We’d be very opening to directly importing DGL-LifeSci’s models in DeepChem! It might also be useful to write small wrapper classes wrapping DGL models in
TorchModel
for ease of benchmarking on MoleculeNet or interoperating with the rest of the DeepChem API. In general though, I’d love to see closer integration with DGL-LifeSci’s models. We’re both working on similar problems and better to join forces and bring more value to our communityThanks for your comments! These comments are really helpful for us.
The following comments are my personal opinion.

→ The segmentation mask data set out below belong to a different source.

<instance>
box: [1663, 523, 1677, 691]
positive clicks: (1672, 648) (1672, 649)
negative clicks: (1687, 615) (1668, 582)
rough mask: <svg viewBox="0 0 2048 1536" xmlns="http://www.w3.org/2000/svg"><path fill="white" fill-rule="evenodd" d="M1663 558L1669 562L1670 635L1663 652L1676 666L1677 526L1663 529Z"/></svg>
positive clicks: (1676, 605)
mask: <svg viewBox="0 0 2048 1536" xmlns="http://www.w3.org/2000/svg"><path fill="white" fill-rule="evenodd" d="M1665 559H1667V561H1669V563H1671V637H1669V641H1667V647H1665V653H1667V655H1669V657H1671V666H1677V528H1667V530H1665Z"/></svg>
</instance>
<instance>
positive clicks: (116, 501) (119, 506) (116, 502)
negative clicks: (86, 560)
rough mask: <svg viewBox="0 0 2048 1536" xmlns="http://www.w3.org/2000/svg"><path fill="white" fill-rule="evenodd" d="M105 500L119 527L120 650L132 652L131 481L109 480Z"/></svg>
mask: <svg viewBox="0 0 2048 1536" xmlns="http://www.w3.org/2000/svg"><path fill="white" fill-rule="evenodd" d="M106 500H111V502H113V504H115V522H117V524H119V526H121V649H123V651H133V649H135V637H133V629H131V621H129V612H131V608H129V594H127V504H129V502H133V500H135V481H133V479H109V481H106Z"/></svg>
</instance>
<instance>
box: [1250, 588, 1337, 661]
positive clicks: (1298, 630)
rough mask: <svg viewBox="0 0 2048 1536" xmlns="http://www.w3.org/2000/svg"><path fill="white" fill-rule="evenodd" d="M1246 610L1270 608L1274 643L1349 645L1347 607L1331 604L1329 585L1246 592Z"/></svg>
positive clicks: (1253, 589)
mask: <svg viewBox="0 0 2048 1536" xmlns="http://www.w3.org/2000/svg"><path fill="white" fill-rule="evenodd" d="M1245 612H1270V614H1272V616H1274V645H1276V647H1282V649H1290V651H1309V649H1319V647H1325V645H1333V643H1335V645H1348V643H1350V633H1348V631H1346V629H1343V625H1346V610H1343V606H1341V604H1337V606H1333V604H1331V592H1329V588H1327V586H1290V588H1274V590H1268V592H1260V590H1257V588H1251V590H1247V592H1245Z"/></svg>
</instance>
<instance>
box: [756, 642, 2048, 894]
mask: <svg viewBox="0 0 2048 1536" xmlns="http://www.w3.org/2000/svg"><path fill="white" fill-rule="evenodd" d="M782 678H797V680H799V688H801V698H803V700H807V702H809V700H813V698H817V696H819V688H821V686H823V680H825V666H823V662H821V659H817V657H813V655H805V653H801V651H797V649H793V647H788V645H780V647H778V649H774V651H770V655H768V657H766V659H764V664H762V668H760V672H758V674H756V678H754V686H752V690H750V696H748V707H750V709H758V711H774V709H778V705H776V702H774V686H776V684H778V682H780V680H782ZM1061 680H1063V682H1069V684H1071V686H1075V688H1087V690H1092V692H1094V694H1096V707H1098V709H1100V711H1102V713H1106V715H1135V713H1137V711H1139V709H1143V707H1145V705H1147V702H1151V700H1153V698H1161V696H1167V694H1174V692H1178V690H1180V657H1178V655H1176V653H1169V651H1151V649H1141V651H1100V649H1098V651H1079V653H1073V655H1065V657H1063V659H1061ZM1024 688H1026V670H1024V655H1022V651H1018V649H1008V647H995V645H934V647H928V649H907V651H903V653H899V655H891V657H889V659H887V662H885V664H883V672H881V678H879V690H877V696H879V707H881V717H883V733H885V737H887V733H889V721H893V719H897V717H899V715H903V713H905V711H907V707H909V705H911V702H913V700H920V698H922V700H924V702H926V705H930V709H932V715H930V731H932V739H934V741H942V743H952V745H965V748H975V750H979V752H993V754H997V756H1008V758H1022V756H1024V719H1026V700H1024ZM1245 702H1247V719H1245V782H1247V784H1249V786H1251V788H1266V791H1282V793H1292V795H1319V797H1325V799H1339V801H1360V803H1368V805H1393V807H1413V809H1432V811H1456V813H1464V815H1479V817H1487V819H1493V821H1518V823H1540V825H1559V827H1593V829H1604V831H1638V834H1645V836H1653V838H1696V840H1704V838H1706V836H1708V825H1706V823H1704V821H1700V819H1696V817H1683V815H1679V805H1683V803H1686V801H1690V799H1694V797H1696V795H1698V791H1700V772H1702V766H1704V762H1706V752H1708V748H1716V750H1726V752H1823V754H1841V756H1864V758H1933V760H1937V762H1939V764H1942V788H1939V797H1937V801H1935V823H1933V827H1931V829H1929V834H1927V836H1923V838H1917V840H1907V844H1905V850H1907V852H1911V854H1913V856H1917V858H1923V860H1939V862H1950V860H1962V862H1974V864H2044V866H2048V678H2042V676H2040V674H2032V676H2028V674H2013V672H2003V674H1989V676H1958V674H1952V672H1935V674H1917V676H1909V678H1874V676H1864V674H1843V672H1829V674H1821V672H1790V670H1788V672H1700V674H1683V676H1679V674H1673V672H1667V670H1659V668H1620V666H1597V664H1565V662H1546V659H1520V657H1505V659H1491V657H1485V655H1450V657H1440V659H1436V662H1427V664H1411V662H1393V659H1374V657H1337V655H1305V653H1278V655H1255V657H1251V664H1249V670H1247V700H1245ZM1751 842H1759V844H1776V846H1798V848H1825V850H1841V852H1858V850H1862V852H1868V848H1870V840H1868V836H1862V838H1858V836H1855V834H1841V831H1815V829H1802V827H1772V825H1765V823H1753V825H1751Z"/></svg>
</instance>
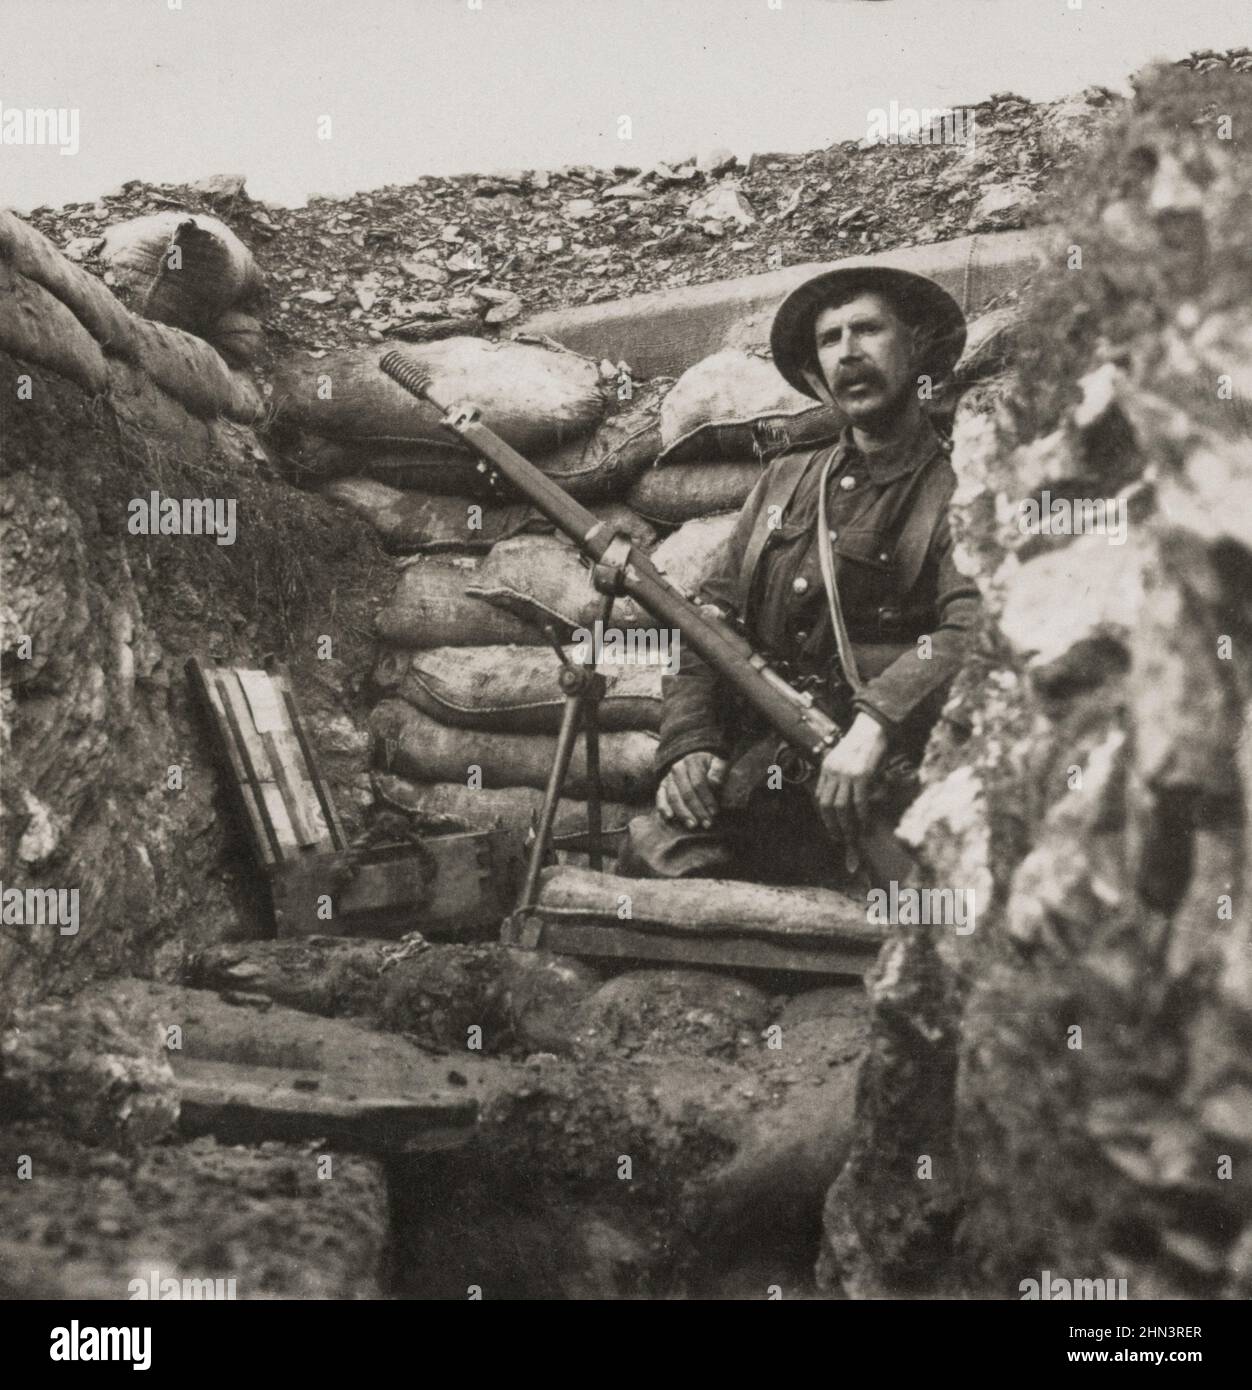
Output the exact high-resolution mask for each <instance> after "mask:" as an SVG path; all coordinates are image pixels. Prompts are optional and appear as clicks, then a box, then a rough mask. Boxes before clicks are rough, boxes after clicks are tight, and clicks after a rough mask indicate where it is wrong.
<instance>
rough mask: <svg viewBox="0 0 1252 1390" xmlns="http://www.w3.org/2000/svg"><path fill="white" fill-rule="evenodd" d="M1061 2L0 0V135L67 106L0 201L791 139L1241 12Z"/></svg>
mask: <svg viewBox="0 0 1252 1390" xmlns="http://www.w3.org/2000/svg"><path fill="white" fill-rule="evenodd" d="M1071 3H1073V0H878V3H863V0H0V132H3V131H4V129H6V126H4V124H3V113H4V111H6V110H10V108H26V107H39V108H49V107H64V108H76V110H78V113H79V114H78V122H79V136H78V140H79V149H78V152H76V153H75V154H72V156H64V154H61V153H60V150H58V149H56V147H54V146H21V145H11V143H0V204H8V206H13V207H17V208H21V210H28V208H31V207H32V206H36V204H39V203H51V204H60V203H64V202H85V200H89V199H94V197H96V196H97V195H99V193H103V192H106V190H108V189H110V188H114V186H117V185H118V183H121V182H124V181H125V179H131V178H142V179H147V181H151V182H185V181H193V179H196V178H201V177H204V175H207V174H224V172H239V174H246V175H247V186H249V192H250V193H252V195H253V196H254V197H263V199H268V200H272V202H279V203H289V204H299V203H303V200H304V199H306V197H307V195H308V193H346V192H356V190H360V189H371V188H378V186H381V185H384V183H407V182H411V181H413V179H415V178H418V177H420V175H422V174H464V172H491V171H492V170H499V168H552V167H556V165H559V164H570V163H585V164H595V165H613V164H632V165H642V167H645V168H646V167H648V165H649V164H652V163H654V161H656V160H657V158H681V157H684V156H685V154H691V153H696V152H699V150H703V149H711V147H713V146H718V145H724V146H730V147H731V149H732V150H734V152H735V153H736V154H739V156H741V157H746V156H748V154H750V153H752V152H753V150H807V149H814V147H820V146H824V145H830V143H832V142H834V140H838V139H859V138H860V136H863V135H864V133H866V125H867V118H868V111H870V110H873V108H874V107H887V106H888V104H889V103H891V101H892V100H895V101H898V103H899V104H900V106H902V107H914V108H923V107H938V106H950V104H953V103H962V101H977V100H980V99H982V97H985V96H989V95H991V93H992V92H1002V90H1016V92H1020V93H1023V95H1024V96H1028V97H1032V99H1037V100H1039V99H1052V97H1056V96H1062V95H1064V93H1067V92H1076V90H1078V89H1081V88H1082V86H1087V85H1089V83H1094V82H1101V83H1105V85H1106V86H1114V88H1124V79H1126V76H1127V75H1128V74H1130V72H1132V71H1134V70H1137V68H1138V67H1141V65H1142V64H1144V63H1146V61H1149V60H1151V58H1153V57H1181V56H1184V54H1185V53H1187V51H1189V50H1191V49H1198V47H1214V49H1226V47H1234V46H1238V44H1242V43H1245V42H1248V38H1249V33H1252V22H1249V21H1248V15H1246V11H1248V6H1246V0H1081V4H1080V6H1078V7H1077V8H1071ZM475 4H481V8H471V6H475ZM775 6H777V7H775ZM327 115H328V117H329V118H331V125H329V132H331V138H329V139H318V118H320V117H327ZM621 117H628V118H629V136H631V138H629V139H621V138H620V131H623V129H625V126H623V125H621V122H620V118H621Z"/></svg>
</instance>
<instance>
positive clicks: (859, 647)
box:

I agree. Before doing this, we need to refactor the present DeepChem’s graph models using GraphData class. I will work for this refactoring in this month. I seem the priority is high.
I think these feature can be achieved by refactoring the GraphData and the featurizer which is implemented for molecules. This makes our graph model support more general, so I will definitely try to implement. (I like the design of Protein Graph Library, so I will imitate the API design) I seem the priority is intermediate.
To be honest, I also seem that this feature is basically out of scope. But, I’m interested in Molecule Attention Transformer. If we have a time, we will try to support. I seem the priority is low.
This is a working progress and highest priority task. Currently, I’m checking whether the model is working well with GPU or a large dataset. After finishing, I will add more details to deepchem docs.
I seem this is open. But, currently, it is impossible to use DGL-LifeSci models with no modification. How about @rbharath?